Chris Shiflett recently wrote on the inherent problems that go along with disclosing bugs in web applications (specifically security holes). I believe he took the responsible route of reporting the issue privately, waiting an appropriate time, and then releasing the details publicly. In his case, the “appropriate time” was a year, Amazon appears to have effectively reduced the potential damage of the issue, and everyone is sleeping soundly at night… but what if it didn't go so smoothly?

In the past five years or so, I've found and diagnosed a number of series issues with various applications of customers. A few have been security, a few have been data corruption/validation, but the vast majority have been performance related. In every scenario, I have documented the issue, notified the responsible decision makers, and proposed a solution. In some scenarios the solution – like a redesign of the database or removing a system from production – was cost prohibitive, but many times, the solution was relatively small and cost effective. Of course, in almost every single scenario, the solution was not taken and the problem persisted.

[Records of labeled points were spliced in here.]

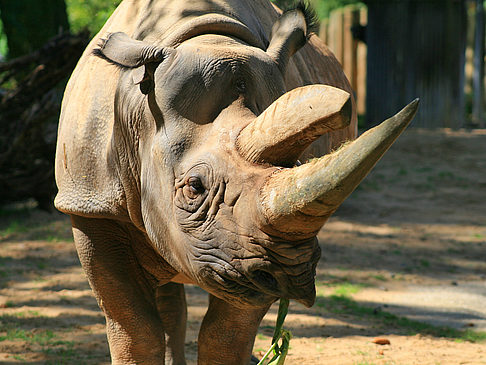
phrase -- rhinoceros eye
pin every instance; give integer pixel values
(193, 187)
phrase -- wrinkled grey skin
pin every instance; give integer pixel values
(147, 167)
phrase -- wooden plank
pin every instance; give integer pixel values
(478, 73)
(361, 67)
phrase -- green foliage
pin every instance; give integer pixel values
(3, 42)
(341, 304)
(89, 14)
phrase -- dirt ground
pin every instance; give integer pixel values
(404, 259)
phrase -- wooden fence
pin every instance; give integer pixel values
(351, 53)
(431, 37)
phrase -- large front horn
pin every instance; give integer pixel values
(298, 201)
(288, 126)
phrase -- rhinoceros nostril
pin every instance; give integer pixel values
(265, 279)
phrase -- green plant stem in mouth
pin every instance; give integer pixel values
(279, 351)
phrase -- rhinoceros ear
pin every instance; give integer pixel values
(126, 52)
(290, 33)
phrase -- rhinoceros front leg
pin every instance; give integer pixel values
(134, 328)
(227, 333)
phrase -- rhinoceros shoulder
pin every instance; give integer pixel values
(86, 167)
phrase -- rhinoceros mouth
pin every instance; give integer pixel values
(259, 283)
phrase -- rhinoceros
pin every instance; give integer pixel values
(177, 159)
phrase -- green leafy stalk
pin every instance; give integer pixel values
(279, 351)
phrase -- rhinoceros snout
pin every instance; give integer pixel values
(279, 284)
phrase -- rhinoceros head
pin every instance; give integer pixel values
(216, 139)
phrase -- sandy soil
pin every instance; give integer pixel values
(410, 241)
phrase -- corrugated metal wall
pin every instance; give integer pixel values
(416, 48)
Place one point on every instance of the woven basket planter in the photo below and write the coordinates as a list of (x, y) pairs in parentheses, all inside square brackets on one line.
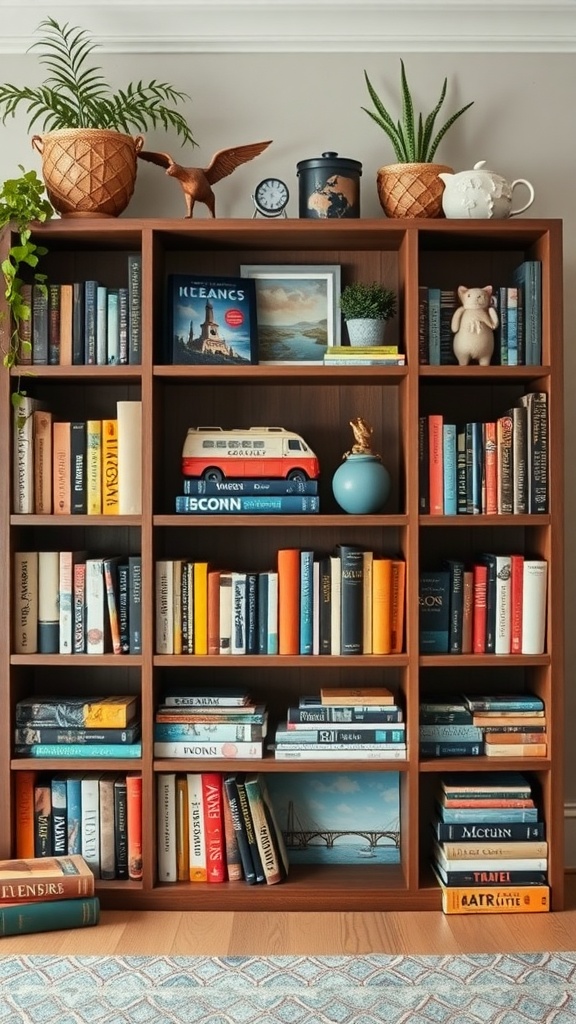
[(88, 172), (411, 189)]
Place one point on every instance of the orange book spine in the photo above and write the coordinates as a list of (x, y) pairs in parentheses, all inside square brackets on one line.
[(480, 579), (110, 498), (42, 433), (60, 468), (24, 810), (398, 590), (214, 611), (436, 464), (381, 605), (491, 468), (134, 825), (288, 601), (201, 607), (522, 899)]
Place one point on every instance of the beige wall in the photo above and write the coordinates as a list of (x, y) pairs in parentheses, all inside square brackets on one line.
[(522, 124)]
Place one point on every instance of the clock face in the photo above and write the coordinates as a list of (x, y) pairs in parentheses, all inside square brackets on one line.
[(271, 197)]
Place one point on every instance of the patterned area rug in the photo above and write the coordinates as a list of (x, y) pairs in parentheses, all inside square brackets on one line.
[(536, 988)]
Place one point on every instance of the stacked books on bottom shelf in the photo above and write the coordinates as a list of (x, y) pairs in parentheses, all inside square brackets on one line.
[(211, 722), (46, 895), (361, 724), (489, 851), (215, 827)]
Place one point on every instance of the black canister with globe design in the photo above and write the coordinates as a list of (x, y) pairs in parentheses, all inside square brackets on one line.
[(329, 186)]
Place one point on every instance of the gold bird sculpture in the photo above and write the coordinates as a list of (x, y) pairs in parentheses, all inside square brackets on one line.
[(197, 181)]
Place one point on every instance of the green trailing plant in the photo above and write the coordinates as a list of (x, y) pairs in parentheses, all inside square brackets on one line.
[(76, 95), (412, 143), (361, 301), (22, 202)]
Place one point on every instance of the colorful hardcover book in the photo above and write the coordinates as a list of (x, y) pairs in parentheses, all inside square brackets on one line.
[(197, 846), (134, 825), (212, 321), (49, 916)]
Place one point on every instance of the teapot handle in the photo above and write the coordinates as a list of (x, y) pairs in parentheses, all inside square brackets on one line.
[(522, 181)]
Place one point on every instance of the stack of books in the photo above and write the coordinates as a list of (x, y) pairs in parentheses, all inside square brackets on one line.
[(46, 895), (209, 723), (215, 827), (363, 724), (364, 355), (489, 853), (499, 725)]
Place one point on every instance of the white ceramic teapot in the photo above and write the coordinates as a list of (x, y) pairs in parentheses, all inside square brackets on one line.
[(482, 195)]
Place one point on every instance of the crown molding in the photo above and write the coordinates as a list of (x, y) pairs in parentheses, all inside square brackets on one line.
[(307, 26)]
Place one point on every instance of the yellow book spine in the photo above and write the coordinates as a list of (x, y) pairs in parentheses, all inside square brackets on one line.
[(381, 606), (201, 607), (111, 504), (94, 466), (515, 899)]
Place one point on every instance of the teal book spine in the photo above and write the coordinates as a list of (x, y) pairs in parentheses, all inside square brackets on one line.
[(50, 915), (68, 751)]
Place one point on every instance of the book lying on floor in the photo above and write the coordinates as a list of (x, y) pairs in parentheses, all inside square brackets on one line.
[(26, 880), (49, 916)]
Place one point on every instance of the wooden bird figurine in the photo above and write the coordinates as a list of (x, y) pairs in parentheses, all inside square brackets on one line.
[(197, 181)]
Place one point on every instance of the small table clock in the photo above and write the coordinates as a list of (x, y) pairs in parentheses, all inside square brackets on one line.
[(271, 198)]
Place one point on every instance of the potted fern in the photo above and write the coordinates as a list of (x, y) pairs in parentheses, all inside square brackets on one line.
[(366, 307), (88, 154), (411, 187)]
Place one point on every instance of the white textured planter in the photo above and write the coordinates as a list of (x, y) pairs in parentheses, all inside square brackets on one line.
[(366, 332)]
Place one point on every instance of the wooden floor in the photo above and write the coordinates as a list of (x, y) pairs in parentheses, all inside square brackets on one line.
[(190, 934)]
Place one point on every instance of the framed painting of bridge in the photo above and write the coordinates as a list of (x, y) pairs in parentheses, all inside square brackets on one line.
[(338, 817)]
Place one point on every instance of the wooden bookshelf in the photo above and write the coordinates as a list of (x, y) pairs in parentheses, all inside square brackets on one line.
[(318, 402)]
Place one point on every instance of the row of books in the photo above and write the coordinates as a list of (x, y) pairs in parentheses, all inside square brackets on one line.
[(82, 467), (489, 851), (83, 323), (518, 338), (360, 355), (368, 725), (211, 723), (497, 606), (96, 815), (497, 467), (350, 602), (67, 602), (499, 725), (215, 827), (43, 894)]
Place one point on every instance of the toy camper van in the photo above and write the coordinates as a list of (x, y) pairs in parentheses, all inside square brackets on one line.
[(214, 454)]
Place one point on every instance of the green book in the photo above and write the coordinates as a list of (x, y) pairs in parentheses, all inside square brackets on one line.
[(50, 915)]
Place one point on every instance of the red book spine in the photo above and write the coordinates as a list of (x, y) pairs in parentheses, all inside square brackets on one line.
[(289, 601), (479, 617), (214, 825), (436, 470)]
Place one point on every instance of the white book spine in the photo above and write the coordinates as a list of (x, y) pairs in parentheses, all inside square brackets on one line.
[(166, 842), (198, 865), (534, 606), (90, 829), (26, 602), (503, 605), (164, 607), (95, 607), (129, 416)]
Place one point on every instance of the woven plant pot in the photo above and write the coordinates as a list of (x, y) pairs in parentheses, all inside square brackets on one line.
[(411, 189), (88, 172)]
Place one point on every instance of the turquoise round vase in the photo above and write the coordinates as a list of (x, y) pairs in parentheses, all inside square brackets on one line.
[(361, 484)]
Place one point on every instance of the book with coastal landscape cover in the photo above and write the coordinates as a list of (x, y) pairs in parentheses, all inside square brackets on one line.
[(211, 321), (338, 817)]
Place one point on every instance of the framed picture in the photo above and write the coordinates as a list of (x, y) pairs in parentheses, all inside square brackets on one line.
[(297, 311)]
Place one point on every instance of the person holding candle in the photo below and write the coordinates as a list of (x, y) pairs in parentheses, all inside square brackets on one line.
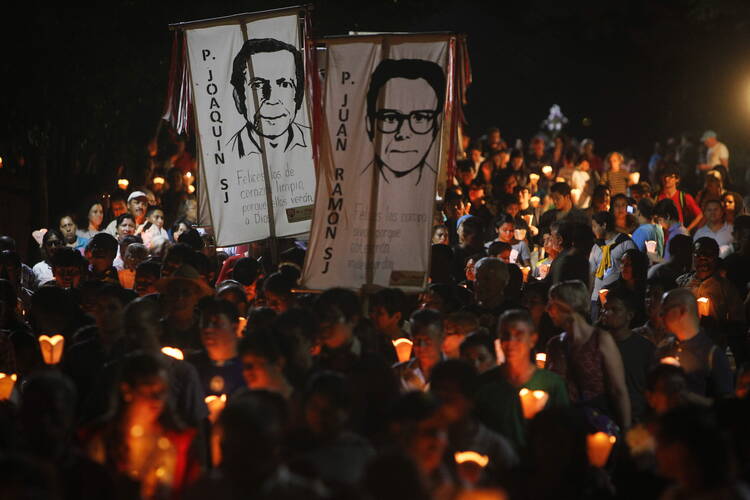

For example, there was a dating website which compared user profiles and preferences whenever a new user registered. This was implemented as an n^3 operation which would occur as soon as the new user verified their account. Unfortunately, the one time they'd be most likely to start using the system, they had to sit through this delay. When there were 1000 users, it was tolerable… barely. The solution was two phase but the first piece was to move it to a scheduled task at 2am. Reimplementation was next.

Fast forward a few months/years and what happens? Unfortunately, I am proven right when 6000 users cause a delay so large that the server begins to time out connections and users are left staring at an error screen.

So Keith, what's your point?

Thanks, I'm glad you asked. Before you do notify your customer of a problem like this, you must document everything about it. Figure out when the problem began. Figure out how much/which data is corrupted. Figure out a solution and a price estimate. Figure out what you will say/do when they say if (when) they either a) don't do anything or b) decline your solution. The most important aspect is that you must document every single step and piece of information… because it can come back to haunt you someday. Ignoring a fundamental problem also says a great deal about the decision maker, but that's anothe discussion.

If you are correct, the problem will arise for real. The system will break, data will be corrupted, or hackers will do nefarious things. If they're the type of organization which ignored the problem in the first place, they will be looking for a scapegoat and your name will be at the top of their list. Hopefully, your scrupulous record keeping will help protect you and make your life a bit less stressful.

But whatever you do… don't say “I told you so”.